Argentex looks undervalued as client base continues to expand


Investors often ask how they can tell whether a stock is set for great things. Well to me, four of the most important indicators are whether the business is winning market share, profitable, cash generative and trading on a compelling valuation. () – a tech-enabled foreign exchange dealer and international payments provider - fits the bill.
It said today that despite experiencing recent softness in institutional forex activity, notably among asset managers, due to “challenging trading conditions" between 1st July and 5th September - which saw revenues up 5.25% to £10m - the group added 305 new clients in the first half to take the total to 1,493, and increase its share of wallet, up 18% to £16.5k. That leaves it on track to hit FY23 consensus of adjusted EBITDA, PBT & EPS of £17.5m, £13.4m and 9.1p on sales up 20% to £60m.
This comes after posting first half revenues 28% higher at £25m - having delivered £12.7m in Q1 and £12.3m in Q2 - reflecting continued demand for its best-in-class currency management services, overseas growth with European sales up 125% to £1.8m, alongside a better than expected performance from the online platform and the new Alternative Transaction Banking product. That means overall turnover in the year to date has risen an impressive 20% to £35m, from £29m last year.
Better still, Argentex is attracting higher quality clients too, resulting in a 55% jump in average revenue per new account to £18.6k.
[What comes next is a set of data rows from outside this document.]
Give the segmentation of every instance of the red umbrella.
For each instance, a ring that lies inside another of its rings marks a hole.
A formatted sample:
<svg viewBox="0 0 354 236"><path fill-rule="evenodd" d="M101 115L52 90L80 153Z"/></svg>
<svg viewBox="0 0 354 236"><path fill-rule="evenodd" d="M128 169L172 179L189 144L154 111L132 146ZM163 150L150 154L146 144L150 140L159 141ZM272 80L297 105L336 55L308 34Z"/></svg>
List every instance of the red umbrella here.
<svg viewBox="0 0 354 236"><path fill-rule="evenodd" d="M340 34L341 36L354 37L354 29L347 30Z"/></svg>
On the profit front. first half adjusted operating profit improved 13% to £5.4m even after absorbing technology and product investment of £2.6m, up from £1.7m last year. That leaves EBITDA margins flat at 29%.
Elsewhere, PBT and EPS climbed 12% and 15%, respectively, to £4.8m and 3.1p, in turn generating £3.6m of positive free cash flow and underpinning a 0.75p interim dividend to paid from June net cash of £19.2m, which equates to 17p a share.
CEO Harry Adams commented: "I am very pleased to announce another strong set of results, despite a continuation of the prevailing macro-economic challenges, demonstrating significant progress in the diversification and growth of our offering both by product and geography. Our core business is driving double-digit revenue growth supported by the return on investments across new technology and product initiatives."
“The performance of our newly launched Alternative Transaction Banking product has exceeded initial expectations, demonstrating the potential of new tech-enabled products to increase our share of wallet while diversifying our revenue streams with new, higher-margin products. The Group continues to trade in-line with the Board’s expectations for the full year.”
Broker Singer Capital Markets has a BUY rating on the stock and a 200p a share 12 month target price. At 111p, the shares trade on corresponding PE and PEG ratios of only 12.2x - or 11x ex cash - and 0.7x.